What about changing the minds of others? Here, Kahneman’s view is at first glance rather bleak, but it offers a curious kind of hope. If you ask people, “Do you believe X?” they will answer either “Yes” or “No.” If you ask them, “Have you always believed X?” they will typically respond that they’ve never changed their minds. Enquire of their opinions on a scientific or political controversy and they’ll explain them to you. Then supply new information (pro or con), repeat the questions, and what you find is that Lo! their minds have changed . . . hardly at all.
However, if you ask people at different times what they think, you will find that their minds have in fact changed. Psychologists have noticed that evidence not only changes our current beliefs but also our memory of what our beliefs were before we acquired the new information. Gradual evolution of public sentiment is apparent in survey responses to questions about religious beliefs, the existence of satanic cults in daycare centers, or the wisdom of the Raiders’ second round draft choices. Minds, it seems, aren’t changed abruptly through reason but gradually as the heuristics by which our minds construct their coherent worldviews adjust.

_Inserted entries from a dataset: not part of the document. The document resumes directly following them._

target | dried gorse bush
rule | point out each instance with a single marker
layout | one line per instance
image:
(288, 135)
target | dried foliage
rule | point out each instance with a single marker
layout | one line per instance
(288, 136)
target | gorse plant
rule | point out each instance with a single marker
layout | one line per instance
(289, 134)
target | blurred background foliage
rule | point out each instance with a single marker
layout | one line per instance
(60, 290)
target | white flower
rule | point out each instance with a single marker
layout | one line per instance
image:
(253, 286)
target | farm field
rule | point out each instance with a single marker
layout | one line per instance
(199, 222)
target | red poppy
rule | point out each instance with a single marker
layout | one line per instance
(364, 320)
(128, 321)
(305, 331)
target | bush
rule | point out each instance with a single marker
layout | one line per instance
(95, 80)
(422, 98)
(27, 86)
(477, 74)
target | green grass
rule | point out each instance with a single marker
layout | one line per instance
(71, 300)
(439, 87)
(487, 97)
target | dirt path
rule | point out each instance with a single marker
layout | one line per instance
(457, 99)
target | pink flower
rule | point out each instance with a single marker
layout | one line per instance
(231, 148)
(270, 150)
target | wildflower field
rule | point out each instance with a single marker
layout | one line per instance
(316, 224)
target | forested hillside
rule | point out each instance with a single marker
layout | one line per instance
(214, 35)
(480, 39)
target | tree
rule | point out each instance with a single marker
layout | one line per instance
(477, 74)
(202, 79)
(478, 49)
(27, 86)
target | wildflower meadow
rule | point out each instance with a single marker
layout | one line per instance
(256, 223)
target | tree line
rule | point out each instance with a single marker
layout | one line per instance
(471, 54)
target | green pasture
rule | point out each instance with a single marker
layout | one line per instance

And we typically fail to perceive how much change we’ve undergone.
Kahneman uses this System 1/System 2 framework to examine questions about how people arrive at decisions with uncertain information, how we think about risk, and how we construct our lives through a combination of experience and memory. Throughout the book readers will find memorable, pithy pronouncements such as, “Language implies that the world is more knowable than it is” or “Nothing in life is as important as you think it is when you are thinking about it” or (quoting another psychologist) “Subject’s unwillingness to deduce the particular from the general was matched only by their willingness to infer the general from the particular.”
Anyone who has followed recent public policy debates about behavioral finance or prospect theory will find little in the book that goes beyond recapitulating the greatest hits of one man’s very productive career as a working research psychologist. Kahneman also stays mute on the kinds of big questions skeptics would like answered, such as why people persist in irrational and even self-destructive beliefs. He prefers to report the evidence and provide softer, more personal advice on how best to grapple with our own biases and guard against errors when pricing bats and balls.
For readers interested in deepening their understanding of what is going in their own minds (and how to guard against their own errors), it’s hard to pass up a book with such a combination of persuasive power and pedigree.